Margaret Melady, vice chair of the board of trustees of the Catholic Distance University, said she’d like to see a new pope who brings joy and energy to the job, as well as willingness to take risks.
“There’s no question you have to have some administrative skills, but you have to be really sure about the people who are going to be around you,” said Melady, whose husband, Tom, was ambassador to the Holy See from 1989 to 1993. “And you have to be willing to take some risks sometime. Look at (Blessed) John Paul II, he chose a layperson to be in charge of his media relations. That was really going out on a limb at that time. No one else had done that.
“You have to choose the very best people to surround you, to help you. Not only in policy and to advise you but to actually take control. In some cases, you have to look to some people who are going to be tough.”
Stephen Schneck, director of the Institute for Policy Research and Catholic Studies at Catholic University, said in addition to those characteristics, he’d like to see the cardinals choose a pope who is a skillful mediator.

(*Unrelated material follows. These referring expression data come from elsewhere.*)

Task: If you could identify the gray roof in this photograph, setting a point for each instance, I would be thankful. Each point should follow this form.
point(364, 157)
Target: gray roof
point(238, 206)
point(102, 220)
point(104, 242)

“Right now, the church in the world, and in the United States, is a complex church,” he said. “It’s divided north and south, it’s divided east and west, it’s divided in its political wings.”
Given that, Schneck said, “we need a pope to bridge all that, to speak to all those different audiences.”
All of the panelists agreed that whether or not the new pope has direct experience in handling the crisis of clergy sexual abuse, it will be important that he “does justice to the issue,” as Daniels put it.
Melady observed that problems related to the abuse crisis are among those that require “real clear setting of priorities and making sure we assess those weaknesses.”
Diaz noted that the Second Vatican Council “Gaudium et Spes” (Pastoral Constitution on the Church in the Modern World) says laypeople are not only entitled to offer their guidance to the church’s leaders, “indeed sometimes we are obliged to do so.”
Given that, Diaz invited people to weigh in with their brief bits of advice to the cardinals via Twitter, by sending tweets to @profmigueldiaz. To see what others are saying via Twitter go to: #Hopes4aNewPope.
Daniels observed that “what people are looking for, of course, is reform and renewal and you need to be able to execute that.”
But, she added, “as Benedict just recently said in the past few days, the church isn’t an organization. We’re a faith. It’s a community of believers, a community of brothers and sisters. What we need is witness, a personal example of friendship and a relationship with Christ.”
The panel debated the virtues of a younger pope with energy and the possibility of a lengthy term as leader of the Catholic Church over the experience that might come in an older man who presumably would hold the seat for less time.
Either way, Diaz said, “I think Pope Benedict has provided a wonderful, a very human example by stepping down.”
As to whether it’s realistic to think someone from the United States, Africa or Latin America might be elected, Daniels said it would be a boon to the new evangelization emphasized by Benedict and his predecessor, Blessed John Paul II, if the new pope was from the “global south,” rather than one of the highly secular cultures of Europe or the United States.
Diaz said that being from the U.S. presents an obstacle because of the way the country is perceived, as a superpower.
“Let’s face it,” said Melady. “We are the superpower … at the moment” and it’s historically been difficult to have a pope who represents whatever the superpower of the time has been.
But, Schneck said, “I think there is a chance. Things have changed. We’re no longer the superpower in the way we were in 1995. There’s leadership in the church being provided by the American cardinals. If things get deadlocked at the top (in voting) I could see the possibility — slim — but I could see the possibility of someone like Cardinal (Sean P.) O’Malley (of Boston) or Cardinal (Timothy M.) Dolan (of New York) rising to the top.”